Drip irrigation is not a new idea. Invented in Israel in the 1960s, drip irrigation systems are gaining popularity in countries affected by droughts and climate change. The system, which delivers small drips of water close to the roots of the plant, uses significantly less water than the traditional irrigation method of flooding the surface of a field or running canals through it. Farmers who use it can often switch to high value crops, since they no longer need to pay for a huge volume of water. Drip irrigation has also been proven to reduce water loss due to evaporation, and there’s strong evidence that drip irrigation does not produce as much fertilizer runoff as traditional watering methods do.
Jones’ system uses pipes with tiny holes drilled along their length as the water delivery mechanism. This is typical of drip irrigation systems. What is unusual is where he puts them. Instead of laying them over the plant beds, or alongside the roots of the crops, he buried them underneath the beds. In effect, he created his own customizable water table, and in the process reduced fertilizer runoff, operating costs and water usage, while improving crop yields. He says his new system is leaps and bounds faster than traditional surface seepage techniques. When he uses his system, the soil is moist within a day. Traditional methods can take more than a week. Jones has said that he wishes more farmers could use his system and experience his success.

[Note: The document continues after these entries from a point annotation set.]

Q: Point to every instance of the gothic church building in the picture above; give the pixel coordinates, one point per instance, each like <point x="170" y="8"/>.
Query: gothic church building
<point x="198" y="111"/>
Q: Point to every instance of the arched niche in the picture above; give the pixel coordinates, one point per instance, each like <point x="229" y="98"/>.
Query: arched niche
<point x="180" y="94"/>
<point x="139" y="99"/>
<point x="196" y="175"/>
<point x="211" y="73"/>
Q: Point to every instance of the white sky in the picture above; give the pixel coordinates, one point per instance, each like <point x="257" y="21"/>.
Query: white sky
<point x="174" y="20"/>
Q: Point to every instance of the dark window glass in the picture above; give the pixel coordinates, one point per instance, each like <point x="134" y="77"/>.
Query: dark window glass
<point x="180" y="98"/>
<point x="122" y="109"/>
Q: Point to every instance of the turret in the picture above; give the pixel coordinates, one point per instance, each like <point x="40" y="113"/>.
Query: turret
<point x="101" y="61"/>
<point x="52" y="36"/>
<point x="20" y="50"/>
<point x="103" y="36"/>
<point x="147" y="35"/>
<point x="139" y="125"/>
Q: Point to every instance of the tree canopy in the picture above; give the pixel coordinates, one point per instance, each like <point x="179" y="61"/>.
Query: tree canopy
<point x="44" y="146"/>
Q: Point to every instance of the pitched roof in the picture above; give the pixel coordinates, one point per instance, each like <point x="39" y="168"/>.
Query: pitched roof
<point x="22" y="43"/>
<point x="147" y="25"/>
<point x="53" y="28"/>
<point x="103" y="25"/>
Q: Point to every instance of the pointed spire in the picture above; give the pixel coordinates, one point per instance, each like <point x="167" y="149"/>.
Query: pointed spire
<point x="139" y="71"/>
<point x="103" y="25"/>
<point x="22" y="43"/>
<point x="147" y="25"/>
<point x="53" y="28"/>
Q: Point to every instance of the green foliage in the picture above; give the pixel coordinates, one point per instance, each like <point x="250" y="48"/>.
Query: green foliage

In 2008, a man named Peter Frykman had a similar revelation on a much larger scale. While visiting farmers in Ethiopia during a drought, Frykman noticed two things. The first was that drip irrigation is effective. It dramatically lowers water use and often improves crop yields. The second was that drip irrigation systems were too expensive for the farmers who needed them most. In 2009, Frykman launched Driptech, a private, for-profit company which sells inexpensive drip irrigation systems to small-plot farmers.
Frykman’s mission comes at an appropriate time. The world is experiencing a water crisis that shows no signs of ending. According to Frykman, one-third of the world’s population suffers from water scarcity. 600 million subsistence farmers lack irrigation water. Add that to the fact that a growing global population is putting unprecedented pressure on the agricultural sector. Over the next 40 years, global food production will need to increase by 70 percent, but the modern agricultural sector is already using 80 percent of the world’s farmland and 70 percent of the world’s fresh water resources.
Bryan Jones’s system of underground drip irrigation, while astoundingly effective, is still too expensive to be within the typical subsistence farmer’s reach. The pipes must be precisely installed under the crop beds, and the entire thing is run through a computer. However, maybe Jones’ innovation is the beginning of the next wave of drip irrigation. Perhaps companies like Driptech can adapt underground drip irrigation to the small-plot farmers they work with, to create the affordable, efficient, life-saving irrigation system of the future.